You just have to be there

I know, my affection for photographing and sharing pictures taken near Alderney Landing here in Dartmouth is obvious.

I am so drawn to the complimentary lines in views like the above. I find places that offer patterns like these attractive and even calming. I don’t know why, I just do. Perhaps it’s that I see a strong architectural relevance here in the way that all the man-made elements repeat a parallel line that converges almost as if to a common focal point. Further that while everything man put here agrees to this pattern, the natural elements do not. There’s a contradiction that to me feels fundamental and standing here feels powerful. And good.

And the train passes through here so often that it’s easy to practice photographing in this location to test it.

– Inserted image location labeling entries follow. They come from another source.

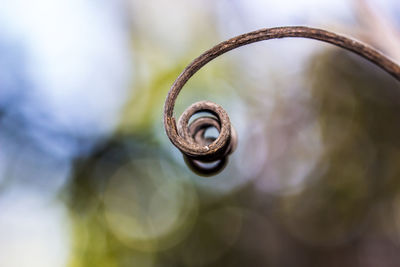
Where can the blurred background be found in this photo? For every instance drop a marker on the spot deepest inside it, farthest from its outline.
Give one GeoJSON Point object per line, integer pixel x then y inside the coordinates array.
{"type": "Point", "coordinates": [89, 178]}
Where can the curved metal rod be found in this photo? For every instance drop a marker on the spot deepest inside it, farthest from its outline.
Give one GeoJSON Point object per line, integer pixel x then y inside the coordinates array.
{"type": "Point", "coordinates": [219, 148]}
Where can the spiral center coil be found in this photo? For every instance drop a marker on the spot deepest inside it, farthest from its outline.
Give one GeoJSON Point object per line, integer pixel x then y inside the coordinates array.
{"type": "Point", "coordinates": [207, 156]}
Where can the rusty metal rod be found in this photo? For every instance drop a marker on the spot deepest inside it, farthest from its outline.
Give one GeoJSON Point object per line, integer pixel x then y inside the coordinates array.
{"type": "Point", "coordinates": [198, 149]}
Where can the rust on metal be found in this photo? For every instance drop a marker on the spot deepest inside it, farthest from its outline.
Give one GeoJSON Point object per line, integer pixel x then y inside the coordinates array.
{"type": "Point", "coordinates": [207, 156]}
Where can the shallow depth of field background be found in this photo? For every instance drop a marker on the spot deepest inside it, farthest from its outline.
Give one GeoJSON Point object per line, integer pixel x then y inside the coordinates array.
{"type": "Point", "coordinates": [89, 178]}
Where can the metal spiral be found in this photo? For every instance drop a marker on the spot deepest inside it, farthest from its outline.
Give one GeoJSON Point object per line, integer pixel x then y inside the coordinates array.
{"type": "Point", "coordinates": [208, 156]}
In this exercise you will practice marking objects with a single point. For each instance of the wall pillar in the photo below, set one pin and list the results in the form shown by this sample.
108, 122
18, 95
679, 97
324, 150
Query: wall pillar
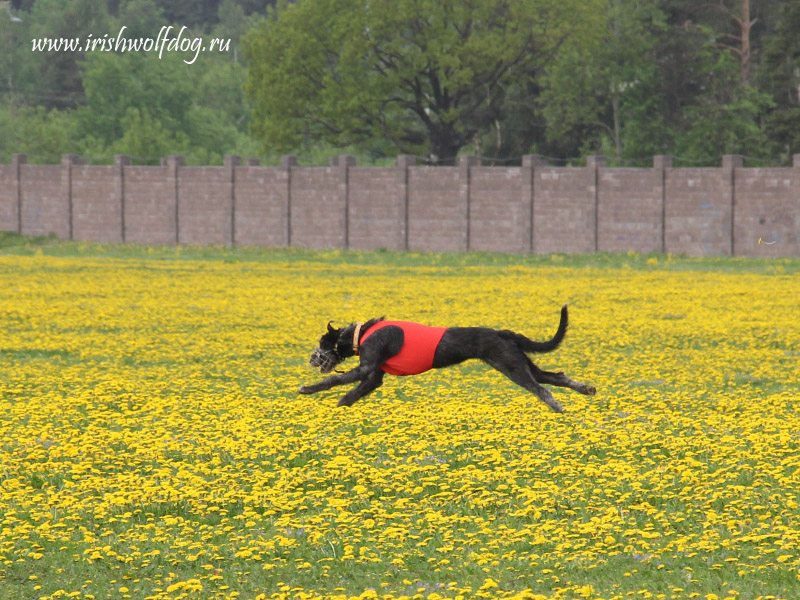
595, 163
465, 163
287, 162
230, 162
17, 160
661, 163
67, 161
405, 161
530, 162
173, 163
120, 162
342, 163
731, 162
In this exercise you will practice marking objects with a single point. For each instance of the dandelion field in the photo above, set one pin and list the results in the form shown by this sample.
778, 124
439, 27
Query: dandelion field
153, 445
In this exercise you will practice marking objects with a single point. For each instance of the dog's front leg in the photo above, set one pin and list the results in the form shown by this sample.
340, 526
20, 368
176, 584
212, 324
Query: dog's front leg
339, 379
369, 384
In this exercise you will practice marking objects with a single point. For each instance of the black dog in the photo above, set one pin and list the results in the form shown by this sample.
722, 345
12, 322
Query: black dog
402, 348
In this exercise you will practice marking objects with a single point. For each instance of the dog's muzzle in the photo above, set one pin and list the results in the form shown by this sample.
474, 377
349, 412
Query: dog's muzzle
323, 360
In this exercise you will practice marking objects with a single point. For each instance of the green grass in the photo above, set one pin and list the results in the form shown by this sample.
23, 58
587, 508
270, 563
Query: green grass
691, 418
15, 244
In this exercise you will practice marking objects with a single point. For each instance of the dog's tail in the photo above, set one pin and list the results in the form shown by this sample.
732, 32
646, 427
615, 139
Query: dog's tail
530, 346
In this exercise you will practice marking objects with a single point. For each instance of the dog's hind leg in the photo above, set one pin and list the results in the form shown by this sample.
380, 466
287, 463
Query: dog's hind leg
560, 379
369, 384
513, 364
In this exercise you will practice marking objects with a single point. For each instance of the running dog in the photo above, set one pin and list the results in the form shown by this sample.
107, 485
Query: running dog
405, 348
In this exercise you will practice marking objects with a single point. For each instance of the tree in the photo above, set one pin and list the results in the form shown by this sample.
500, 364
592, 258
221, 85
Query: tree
779, 75
426, 75
603, 93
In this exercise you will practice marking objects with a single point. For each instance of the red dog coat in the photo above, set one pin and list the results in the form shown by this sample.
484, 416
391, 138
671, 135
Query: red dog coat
419, 346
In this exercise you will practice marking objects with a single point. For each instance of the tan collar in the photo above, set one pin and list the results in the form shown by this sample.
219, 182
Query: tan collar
356, 334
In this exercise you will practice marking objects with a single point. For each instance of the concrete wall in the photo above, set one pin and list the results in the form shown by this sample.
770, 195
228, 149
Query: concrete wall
536, 208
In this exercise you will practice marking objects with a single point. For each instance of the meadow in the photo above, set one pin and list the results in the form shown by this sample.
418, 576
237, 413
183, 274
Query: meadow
153, 445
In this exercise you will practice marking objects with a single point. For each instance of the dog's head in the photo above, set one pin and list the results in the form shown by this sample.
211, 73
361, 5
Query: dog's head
328, 354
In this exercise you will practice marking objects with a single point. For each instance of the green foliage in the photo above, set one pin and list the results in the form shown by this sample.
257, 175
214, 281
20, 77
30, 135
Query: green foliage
426, 76
562, 78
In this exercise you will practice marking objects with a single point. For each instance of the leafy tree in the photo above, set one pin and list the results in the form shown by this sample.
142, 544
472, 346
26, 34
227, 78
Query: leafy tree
604, 94
780, 77
426, 75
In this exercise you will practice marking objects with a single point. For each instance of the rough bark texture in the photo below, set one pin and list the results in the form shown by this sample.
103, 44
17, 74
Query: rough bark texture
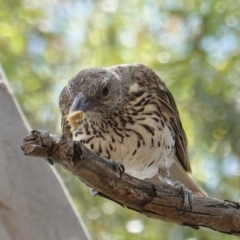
34, 204
159, 201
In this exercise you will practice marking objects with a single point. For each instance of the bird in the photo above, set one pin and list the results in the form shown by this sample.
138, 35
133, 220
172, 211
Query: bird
126, 113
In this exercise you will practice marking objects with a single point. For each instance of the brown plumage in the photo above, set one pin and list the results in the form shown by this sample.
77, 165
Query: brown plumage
131, 117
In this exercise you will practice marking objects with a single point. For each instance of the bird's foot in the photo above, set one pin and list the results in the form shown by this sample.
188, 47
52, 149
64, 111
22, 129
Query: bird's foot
117, 166
183, 190
187, 195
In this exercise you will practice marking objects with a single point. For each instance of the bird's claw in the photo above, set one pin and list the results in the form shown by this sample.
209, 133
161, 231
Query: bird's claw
187, 195
117, 167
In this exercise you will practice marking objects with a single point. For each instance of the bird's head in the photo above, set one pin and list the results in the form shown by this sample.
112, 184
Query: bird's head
98, 91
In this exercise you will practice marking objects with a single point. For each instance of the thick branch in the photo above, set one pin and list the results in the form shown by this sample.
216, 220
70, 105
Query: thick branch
160, 201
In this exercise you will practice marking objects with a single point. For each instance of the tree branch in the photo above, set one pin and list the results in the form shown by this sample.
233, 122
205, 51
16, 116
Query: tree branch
160, 201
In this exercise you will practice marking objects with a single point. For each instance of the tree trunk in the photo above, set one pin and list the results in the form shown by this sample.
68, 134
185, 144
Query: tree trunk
34, 203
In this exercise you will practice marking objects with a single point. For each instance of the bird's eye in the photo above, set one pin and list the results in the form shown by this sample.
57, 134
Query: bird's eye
105, 91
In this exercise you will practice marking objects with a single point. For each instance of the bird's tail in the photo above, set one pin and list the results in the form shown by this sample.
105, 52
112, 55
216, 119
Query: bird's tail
178, 173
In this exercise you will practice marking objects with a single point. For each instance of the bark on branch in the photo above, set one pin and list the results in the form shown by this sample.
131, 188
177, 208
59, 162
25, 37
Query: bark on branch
160, 201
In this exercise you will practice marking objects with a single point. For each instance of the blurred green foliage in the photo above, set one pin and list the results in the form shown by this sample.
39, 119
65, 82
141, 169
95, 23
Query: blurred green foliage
193, 45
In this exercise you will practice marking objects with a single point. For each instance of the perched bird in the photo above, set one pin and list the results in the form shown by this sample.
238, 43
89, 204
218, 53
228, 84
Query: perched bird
126, 113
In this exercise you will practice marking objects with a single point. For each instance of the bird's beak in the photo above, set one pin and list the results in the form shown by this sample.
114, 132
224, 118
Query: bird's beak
81, 103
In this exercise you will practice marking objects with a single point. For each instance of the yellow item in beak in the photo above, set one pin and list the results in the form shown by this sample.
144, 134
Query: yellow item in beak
75, 119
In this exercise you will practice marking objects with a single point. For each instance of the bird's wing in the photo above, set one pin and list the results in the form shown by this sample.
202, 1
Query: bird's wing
169, 110
149, 80
64, 105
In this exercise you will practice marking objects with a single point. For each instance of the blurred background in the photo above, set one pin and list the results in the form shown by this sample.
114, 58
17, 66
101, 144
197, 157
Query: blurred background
192, 44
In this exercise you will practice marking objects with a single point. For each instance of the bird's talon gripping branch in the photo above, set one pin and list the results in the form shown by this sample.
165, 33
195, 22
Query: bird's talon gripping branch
117, 167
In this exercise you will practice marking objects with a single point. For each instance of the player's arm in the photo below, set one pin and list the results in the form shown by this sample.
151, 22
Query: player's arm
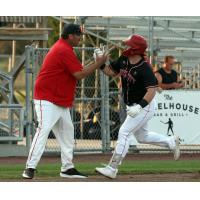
107, 70
181, 83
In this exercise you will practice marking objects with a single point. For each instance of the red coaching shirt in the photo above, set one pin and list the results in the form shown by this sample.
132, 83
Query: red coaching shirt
55, 82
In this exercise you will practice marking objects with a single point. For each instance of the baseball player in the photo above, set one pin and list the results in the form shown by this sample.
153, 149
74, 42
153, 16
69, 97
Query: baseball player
139, 87
54, 93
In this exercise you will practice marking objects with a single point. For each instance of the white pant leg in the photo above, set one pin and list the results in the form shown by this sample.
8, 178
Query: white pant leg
130, 126
64, 132
146, 137
47, 115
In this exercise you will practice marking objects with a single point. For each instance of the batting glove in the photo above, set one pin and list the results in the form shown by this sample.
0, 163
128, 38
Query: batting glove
133, 110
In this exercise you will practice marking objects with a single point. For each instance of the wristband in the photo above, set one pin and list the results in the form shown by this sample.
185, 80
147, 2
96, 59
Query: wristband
102, 67
143, 103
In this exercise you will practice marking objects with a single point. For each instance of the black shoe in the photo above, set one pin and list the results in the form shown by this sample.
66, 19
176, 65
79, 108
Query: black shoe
28, 173
72, 173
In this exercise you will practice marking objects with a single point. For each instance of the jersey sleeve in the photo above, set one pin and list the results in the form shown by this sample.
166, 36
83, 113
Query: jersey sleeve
148, 77
71, 62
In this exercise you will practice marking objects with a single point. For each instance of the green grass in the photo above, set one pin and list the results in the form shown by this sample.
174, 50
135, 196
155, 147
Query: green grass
49, 171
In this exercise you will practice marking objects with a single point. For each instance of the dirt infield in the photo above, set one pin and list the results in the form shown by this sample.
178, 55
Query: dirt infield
104, 158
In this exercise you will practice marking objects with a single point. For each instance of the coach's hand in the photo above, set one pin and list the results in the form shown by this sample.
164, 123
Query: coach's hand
97, 53
133, 110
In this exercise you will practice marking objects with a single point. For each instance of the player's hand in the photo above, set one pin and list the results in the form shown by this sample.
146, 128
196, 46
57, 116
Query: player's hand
133, 110
97, 53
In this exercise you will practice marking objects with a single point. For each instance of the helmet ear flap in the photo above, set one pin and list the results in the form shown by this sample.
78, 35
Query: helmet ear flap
137, 44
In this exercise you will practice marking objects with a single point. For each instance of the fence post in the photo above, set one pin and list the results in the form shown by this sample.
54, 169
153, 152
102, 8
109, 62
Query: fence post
28, 111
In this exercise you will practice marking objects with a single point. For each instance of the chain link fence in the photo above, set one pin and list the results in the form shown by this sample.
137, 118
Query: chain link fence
96, 114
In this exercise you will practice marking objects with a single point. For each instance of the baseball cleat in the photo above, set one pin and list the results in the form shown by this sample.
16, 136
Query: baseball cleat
72, 173
28, 173
176, 150
107, 171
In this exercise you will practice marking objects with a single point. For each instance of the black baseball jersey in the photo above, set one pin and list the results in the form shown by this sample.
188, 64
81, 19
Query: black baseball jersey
168, 77
136, 78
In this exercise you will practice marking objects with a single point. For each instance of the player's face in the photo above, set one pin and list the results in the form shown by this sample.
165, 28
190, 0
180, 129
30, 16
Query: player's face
170, 63
75, 39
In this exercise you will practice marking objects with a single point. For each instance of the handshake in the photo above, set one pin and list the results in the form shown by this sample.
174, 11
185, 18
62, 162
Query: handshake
98, 53
133, 110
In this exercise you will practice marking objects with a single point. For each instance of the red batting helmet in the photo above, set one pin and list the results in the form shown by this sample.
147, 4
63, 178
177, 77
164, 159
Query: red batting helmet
137, 45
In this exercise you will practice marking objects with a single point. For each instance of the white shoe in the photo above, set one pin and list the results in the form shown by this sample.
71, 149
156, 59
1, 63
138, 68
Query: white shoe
176, 150
107, 171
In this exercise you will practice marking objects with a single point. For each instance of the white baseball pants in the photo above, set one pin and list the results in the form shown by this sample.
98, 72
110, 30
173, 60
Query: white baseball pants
56, 118
139, 127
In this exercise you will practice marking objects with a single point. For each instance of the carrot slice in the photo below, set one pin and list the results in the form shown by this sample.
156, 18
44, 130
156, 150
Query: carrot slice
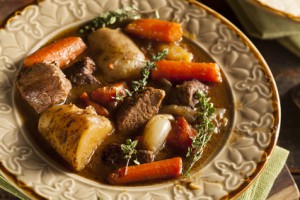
156, 29
88, 102
169, 168
107, 94
179, 71
62, 52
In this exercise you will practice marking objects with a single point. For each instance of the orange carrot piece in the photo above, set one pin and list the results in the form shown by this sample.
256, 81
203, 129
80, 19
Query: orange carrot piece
169, 168
107, 94
179, 71
155, 29
99, 109
62, 52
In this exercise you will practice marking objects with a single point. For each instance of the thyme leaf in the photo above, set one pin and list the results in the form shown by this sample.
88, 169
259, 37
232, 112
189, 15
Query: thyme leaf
129, 149
110, 18
139, 85
150, 65
205, 128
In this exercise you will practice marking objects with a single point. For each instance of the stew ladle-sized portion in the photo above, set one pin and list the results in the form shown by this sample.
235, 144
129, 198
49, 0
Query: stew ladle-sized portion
115, 106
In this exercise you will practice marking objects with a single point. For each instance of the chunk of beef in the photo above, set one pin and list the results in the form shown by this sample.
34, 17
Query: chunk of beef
136, 111
183, 94
113, 156
80, 73
43, 85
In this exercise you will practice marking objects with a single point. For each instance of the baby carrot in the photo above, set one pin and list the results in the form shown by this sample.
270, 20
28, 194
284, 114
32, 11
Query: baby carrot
179, 71
107, 94
155, 29
62, 52
169, 168
84, 97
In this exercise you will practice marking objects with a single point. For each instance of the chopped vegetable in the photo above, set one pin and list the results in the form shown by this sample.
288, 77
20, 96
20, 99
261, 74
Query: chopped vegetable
110, 93
179, 71
99, 109
176, 52
205, 128
169, 168
156, 29
139, 85
129, 149
185, 111
73, 132
62, 52
109, 18
181, 135
156, 132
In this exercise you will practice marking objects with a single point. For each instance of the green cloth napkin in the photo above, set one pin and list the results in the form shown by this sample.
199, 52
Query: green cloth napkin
263, 24
259, 190
261, 187
11, 189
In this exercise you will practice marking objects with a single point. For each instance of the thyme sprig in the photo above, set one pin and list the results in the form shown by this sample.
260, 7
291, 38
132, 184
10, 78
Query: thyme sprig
150, 65
139, 85
110, 18
129, 149
205, 128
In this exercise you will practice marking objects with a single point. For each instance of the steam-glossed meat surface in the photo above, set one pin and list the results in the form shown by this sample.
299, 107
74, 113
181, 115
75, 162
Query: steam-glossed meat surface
80, 73
137, 110
184, 93
43, 85
116, 54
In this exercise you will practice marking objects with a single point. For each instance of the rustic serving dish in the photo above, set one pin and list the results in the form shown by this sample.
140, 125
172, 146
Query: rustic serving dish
229, 171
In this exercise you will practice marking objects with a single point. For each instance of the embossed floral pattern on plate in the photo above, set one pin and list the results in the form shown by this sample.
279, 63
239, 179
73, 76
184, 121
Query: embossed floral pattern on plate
255, 99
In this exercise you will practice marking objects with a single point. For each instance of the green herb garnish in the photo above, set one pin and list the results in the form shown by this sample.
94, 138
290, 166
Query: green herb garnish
129, 149
139, 85
110, 18
205, 128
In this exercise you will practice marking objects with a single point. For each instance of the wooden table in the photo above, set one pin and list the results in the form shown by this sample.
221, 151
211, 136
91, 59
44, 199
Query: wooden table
286, 69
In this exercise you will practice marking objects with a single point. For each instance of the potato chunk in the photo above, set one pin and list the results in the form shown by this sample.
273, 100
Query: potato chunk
116, 55
73, 132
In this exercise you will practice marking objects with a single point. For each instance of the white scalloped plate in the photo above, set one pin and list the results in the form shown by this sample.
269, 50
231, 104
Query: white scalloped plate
286, 8
255, 123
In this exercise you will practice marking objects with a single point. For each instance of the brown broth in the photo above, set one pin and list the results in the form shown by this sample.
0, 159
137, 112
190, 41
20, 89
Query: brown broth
97, 170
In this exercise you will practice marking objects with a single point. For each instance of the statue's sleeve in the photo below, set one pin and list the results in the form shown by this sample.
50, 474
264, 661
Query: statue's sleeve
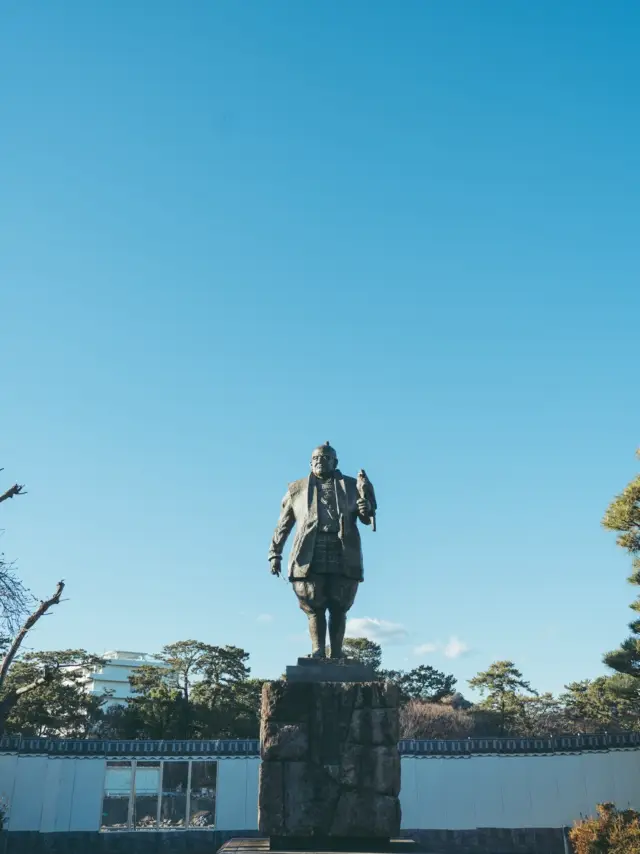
285, 523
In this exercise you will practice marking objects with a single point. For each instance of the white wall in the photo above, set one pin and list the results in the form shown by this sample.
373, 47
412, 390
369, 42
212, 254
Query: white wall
54, 794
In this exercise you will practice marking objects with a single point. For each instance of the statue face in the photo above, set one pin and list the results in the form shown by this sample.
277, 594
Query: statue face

Scrolling through the many photos I’ve taken at or near this particular location I noticed something that distinguishes time trackside from the hobby of model railroading: When I’m trackside I don’t get to choose between things like the best way to interpret the scene as a miniature. I just have to be present and enjoy it. That’s a quality I find attractive in the minimalist approaches to model railways.

I wonder what the minimum number of decisions a modeller could make and still complete a layout is or what they are?

I wonder how that completed work would compare to our current, decision-heavy, approach in terms of the experience for the creator.

Is there really a link between the work and the satisfaction?



  1. Excellent questions, Chris. Re: the number of questions…I like to model while making decisions. Many others choose to make ALL the decisions before modelling. And I think this is why completion and operation sometimes comes as an anti-climactic letdown.

    Sure, the prototype RR’s decide things before operating, but operating is such a dynamic process…and sometimes things happen! Even the arrival time of prototype trains varies, unlike modellers at the throttle. And that is dynamic

    That’s why modellers invented ‘situation cards’.

    Clearly, this is your Tehachapi. This is your Horseshoe Curve. This is your Bayview.
    And you are there!

    1. Thank you Eric

      As for answers I’m thinking about things like:

      When the local crew show up they power their train with the engines they get. What if modellers did the same? Instead of fretting over the paint scheme, brand, details, or price point we used what was available? Just like the train crew stuck with that old GP in the photo, we railfans get the same lottery when we go trackside. Better engines or worse, they all work basically as well at moving those autoracks around and I go trackside just as enthusiastically too (I’ll confess that if it is a GP7 or 9 I do move way faster!)

      So the next questions become ones like: why are the questions we ask important?

      Thanks for the comment Eric. Happy new year!